La historia es real, me la contó una amiga el sábado pasado, un poquito borracha ya, en una fiesta. Hace meses, fue a buscar a sus hijitas mellizas a un cumpleaños y se encontró con un revuelo: acababan de sortear, entre todas las criaturas invitadas, uno de esos perritos bonsai tipo el Jazmín de Susana Giménez, a los que en España dicen comecoños y que la imaginación rioplatense ha bautizado perritos mineteros. Mi amiga descubrió estupefacta que la ganadora era una de sus hijas. No hubo manera de decir no a las mellizas (y, la verdad, es que en el momento ella también se enterneció), así que volvió a su casa con el peludo liliputiense y, vaya a saberse cómo, convenció al marido de que probaran al menos por un tiempo. El interés de las mellizas por el animal comenzó a desvanecerse segundos después de bautizarlo y mi amiga nunca se caracterizó por su amor a los animales. Resultado: el nuevo residente de la casa recibía a duras penas su ración diaria de agua y de esa comida canina que parece ladrillo molido, mientras encontraban alguien que quisiera quedárselo. Al menos no era ladrador. De manera que se incorporó a la rutina familiar como una tortuga o un hámster más que como un perro. De día circulaba entre el patio y la cocina; dormía en el lavadero; nadie le daba mucha pelota, y él tampoco, especialmente cuando empezaron los primeros calores. Un día suena el teléfono y mi amiga oye a una desconocida que le dice: “Me avisó el veterinario que vos también tenés un yorkshire. Y bueno, mi Greta entró en celo en estos días, y me pregunto si serías tan gentil de prestármelo. Hasta que Gretita... ya sabés”.

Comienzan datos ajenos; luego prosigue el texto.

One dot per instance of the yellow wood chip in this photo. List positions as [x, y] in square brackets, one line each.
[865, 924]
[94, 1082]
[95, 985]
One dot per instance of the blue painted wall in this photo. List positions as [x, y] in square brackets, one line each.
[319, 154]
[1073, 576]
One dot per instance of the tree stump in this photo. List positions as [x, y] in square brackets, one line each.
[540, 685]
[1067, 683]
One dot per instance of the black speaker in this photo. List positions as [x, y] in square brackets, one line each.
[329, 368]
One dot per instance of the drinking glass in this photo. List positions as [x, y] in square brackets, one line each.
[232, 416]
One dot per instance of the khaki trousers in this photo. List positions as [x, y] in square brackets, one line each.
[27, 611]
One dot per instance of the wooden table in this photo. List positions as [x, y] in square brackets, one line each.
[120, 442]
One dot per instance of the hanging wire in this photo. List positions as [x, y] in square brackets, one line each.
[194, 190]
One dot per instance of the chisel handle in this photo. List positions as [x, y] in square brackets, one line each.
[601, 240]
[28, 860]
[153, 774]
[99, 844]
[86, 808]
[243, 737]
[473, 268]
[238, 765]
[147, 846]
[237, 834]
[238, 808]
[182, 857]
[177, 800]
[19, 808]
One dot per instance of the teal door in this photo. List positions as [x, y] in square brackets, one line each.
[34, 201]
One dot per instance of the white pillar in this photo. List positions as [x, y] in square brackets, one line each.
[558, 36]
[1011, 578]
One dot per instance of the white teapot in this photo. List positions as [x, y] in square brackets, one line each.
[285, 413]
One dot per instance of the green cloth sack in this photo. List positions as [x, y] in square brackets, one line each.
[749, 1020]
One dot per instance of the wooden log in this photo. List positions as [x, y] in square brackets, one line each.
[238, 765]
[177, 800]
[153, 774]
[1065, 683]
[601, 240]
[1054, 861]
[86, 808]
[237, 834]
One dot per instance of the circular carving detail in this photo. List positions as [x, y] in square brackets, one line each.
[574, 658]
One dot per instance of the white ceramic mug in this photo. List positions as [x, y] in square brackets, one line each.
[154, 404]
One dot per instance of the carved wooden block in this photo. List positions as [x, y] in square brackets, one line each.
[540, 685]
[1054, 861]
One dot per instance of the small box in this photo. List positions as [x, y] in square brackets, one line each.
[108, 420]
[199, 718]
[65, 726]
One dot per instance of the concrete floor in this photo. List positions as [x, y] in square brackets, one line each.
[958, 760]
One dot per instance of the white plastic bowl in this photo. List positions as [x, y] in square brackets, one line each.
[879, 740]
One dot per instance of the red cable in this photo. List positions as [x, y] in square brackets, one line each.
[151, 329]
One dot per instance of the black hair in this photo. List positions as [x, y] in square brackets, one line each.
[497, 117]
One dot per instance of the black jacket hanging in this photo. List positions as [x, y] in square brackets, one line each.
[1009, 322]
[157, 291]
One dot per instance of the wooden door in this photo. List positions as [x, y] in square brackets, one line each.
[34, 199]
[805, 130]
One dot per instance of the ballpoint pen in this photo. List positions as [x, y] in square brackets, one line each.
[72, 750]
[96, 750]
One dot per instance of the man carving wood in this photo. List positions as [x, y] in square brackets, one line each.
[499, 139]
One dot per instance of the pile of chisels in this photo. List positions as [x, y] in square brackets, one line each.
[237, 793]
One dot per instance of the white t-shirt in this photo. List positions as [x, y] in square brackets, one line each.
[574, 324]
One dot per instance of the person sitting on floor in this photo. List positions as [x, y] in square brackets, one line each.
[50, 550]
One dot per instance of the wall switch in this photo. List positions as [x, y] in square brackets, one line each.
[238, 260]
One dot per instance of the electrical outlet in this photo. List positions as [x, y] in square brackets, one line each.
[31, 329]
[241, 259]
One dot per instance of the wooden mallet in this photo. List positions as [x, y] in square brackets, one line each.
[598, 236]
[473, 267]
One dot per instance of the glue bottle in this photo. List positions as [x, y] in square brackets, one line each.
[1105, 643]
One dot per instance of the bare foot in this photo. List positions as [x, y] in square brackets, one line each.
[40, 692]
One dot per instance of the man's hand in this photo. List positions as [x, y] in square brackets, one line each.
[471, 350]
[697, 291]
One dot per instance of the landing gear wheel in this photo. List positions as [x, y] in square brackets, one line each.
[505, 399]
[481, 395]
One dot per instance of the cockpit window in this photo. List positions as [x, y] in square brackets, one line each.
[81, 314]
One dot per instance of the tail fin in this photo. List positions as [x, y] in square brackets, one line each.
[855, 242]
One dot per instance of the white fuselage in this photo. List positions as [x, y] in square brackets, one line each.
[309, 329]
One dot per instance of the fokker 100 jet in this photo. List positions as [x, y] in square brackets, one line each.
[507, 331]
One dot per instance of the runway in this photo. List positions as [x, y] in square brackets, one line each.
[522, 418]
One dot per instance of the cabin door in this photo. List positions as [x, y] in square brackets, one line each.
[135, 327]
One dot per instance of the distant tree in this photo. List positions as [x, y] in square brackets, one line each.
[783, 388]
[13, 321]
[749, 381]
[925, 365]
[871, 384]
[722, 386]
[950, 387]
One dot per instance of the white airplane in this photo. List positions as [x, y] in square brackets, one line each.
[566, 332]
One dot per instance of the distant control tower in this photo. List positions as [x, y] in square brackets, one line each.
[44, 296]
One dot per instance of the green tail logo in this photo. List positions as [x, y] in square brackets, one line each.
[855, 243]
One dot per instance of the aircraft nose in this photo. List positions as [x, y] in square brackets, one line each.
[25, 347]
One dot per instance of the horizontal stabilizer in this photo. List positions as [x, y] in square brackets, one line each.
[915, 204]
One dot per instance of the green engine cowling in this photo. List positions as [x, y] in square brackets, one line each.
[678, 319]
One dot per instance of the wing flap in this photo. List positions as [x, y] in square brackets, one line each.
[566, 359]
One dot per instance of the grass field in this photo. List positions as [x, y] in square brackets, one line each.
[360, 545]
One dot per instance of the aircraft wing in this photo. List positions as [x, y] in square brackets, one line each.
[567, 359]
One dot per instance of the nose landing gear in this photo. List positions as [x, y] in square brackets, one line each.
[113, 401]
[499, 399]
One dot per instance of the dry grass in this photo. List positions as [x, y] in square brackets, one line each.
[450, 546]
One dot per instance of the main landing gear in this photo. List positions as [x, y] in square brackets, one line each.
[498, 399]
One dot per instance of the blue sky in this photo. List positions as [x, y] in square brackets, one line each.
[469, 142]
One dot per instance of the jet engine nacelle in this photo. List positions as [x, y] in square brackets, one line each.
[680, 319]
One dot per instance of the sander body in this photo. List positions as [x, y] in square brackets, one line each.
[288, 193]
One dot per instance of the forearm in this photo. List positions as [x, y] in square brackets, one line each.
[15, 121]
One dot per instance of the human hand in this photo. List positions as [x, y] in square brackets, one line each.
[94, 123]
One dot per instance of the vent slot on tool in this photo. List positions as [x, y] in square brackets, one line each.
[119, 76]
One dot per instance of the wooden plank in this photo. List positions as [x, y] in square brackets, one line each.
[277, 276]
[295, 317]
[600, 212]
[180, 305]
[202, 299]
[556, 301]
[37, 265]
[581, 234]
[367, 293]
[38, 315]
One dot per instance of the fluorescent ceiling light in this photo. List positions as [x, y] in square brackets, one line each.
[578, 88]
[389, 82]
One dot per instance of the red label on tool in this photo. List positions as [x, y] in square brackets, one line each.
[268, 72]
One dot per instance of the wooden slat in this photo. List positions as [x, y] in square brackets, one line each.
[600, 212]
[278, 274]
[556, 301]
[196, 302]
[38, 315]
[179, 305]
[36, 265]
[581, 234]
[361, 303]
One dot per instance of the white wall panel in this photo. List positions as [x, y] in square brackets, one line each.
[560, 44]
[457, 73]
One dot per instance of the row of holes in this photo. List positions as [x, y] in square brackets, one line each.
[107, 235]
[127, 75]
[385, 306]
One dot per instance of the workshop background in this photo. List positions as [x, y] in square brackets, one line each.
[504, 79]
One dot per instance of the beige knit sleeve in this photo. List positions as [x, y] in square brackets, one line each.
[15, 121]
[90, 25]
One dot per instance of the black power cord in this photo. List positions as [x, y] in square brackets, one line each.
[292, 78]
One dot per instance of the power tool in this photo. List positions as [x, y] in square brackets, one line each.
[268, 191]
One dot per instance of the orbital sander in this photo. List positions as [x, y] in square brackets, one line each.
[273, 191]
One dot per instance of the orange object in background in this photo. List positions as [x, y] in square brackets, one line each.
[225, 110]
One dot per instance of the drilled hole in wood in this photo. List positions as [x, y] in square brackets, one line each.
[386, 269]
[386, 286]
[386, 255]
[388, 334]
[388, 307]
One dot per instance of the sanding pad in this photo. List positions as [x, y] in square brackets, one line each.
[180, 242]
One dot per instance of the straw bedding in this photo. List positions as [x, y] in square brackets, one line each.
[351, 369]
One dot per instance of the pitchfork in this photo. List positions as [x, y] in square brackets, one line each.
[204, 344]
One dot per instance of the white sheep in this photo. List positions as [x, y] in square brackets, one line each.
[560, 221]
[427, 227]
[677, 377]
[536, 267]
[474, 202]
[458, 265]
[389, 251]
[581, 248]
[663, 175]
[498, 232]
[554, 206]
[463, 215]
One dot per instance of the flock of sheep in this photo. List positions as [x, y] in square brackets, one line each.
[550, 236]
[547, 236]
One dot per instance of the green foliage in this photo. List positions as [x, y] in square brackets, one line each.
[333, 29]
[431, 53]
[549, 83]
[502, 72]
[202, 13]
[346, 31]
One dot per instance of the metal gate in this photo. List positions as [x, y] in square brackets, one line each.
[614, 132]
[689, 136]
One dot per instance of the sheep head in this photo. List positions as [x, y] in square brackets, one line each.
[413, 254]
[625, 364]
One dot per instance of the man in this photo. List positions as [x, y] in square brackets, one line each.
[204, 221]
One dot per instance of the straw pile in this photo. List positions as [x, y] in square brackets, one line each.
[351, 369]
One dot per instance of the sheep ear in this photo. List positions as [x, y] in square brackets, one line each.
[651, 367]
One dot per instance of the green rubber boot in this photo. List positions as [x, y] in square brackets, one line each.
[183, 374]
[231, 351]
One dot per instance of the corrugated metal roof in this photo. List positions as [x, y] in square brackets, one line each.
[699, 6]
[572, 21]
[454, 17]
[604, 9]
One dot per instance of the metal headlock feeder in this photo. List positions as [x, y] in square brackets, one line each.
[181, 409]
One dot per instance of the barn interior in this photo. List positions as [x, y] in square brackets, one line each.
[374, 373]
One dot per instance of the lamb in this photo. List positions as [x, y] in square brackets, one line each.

Mi amiga pensó rápido: “En el peor de los casos, son unos días sin la bestia. Y, con un poco de suerte, Gretita se encariña y me lo saco de encima para siempre”. Pequeño inconveniente: cuando buscó a Pilú se dio cuenta de que no podía llevarlo así a una cita amorosa. Así que antes pasó por la veterinaria, donde le hicieron una coiffure completa (y carísima) al cuzco. Ya presentable, siguió en taxi rumbo a destino. Por supuesto, Greta los recibió producida como una Barbie. Y su dueña ídem. Cuando ésta le pregunta a mi amiga cómo le gusta la carne a Pilú (“¿a punto o más crudita?”), si está más acostumbrado a dormir a oscuras o con una lucecita balsámica, dice ella que de pronto tuvo un inexplicable arranque de orgullo y, sacando pecho, contestó: “¡Come de todo, duerme donde lo agarre la noche, es bien machito! ¡Vas a ver cómo se lleva con Gretita!”. Pasan dos días. Tres. Cuatro. Hasta que mi amiga encuentra un escueto mensaje en su contestador: que pasen a retirar a Pilú. Cuando llega a la mansión, le abre una mucama que le anuncia con asquito, mientras le entrega al semental, que el muy turro comió como un cerdo, fue y vino por toda la casa, meó en cada una de las plantas de interior, falsas y reales... pero de atender a Greta, nada.
Mi amiga dice que pocas veces en su vida sintió una vergüenza tan ridícula como cuando volvía en el taxi con el imperturbable célibe sobre la falda. Llega a su casa, tira al fondo del patio al minúsculo cuadrúpedo y se desploma en el sofá con un vasito de whisky, aunque no sean horas de tomar. Diez minutos después, abre los ojos: una de las mellizas está plantada a su lado llorando a gritos. ¡Pilú se está peleando con el Bucky! Mi amiga se levanta como un rayo, y recién repara en el sentido de la frase cuando ya está en la cocina: ¿cómo pueden pelearse un perro y un astroso osito de peluche, que fue de ella cuando era chica y que las mellizas adoptaron como propio desde la cuna? Para entonces, mi amiga ya se ha internado en la penumbra del cuarto del fondo, donde está el lavadero. Manotea el interruptor, se hace la luz... y ahí está Pilú, montando enardecido al pobre osito Bucky, su verdadero amor.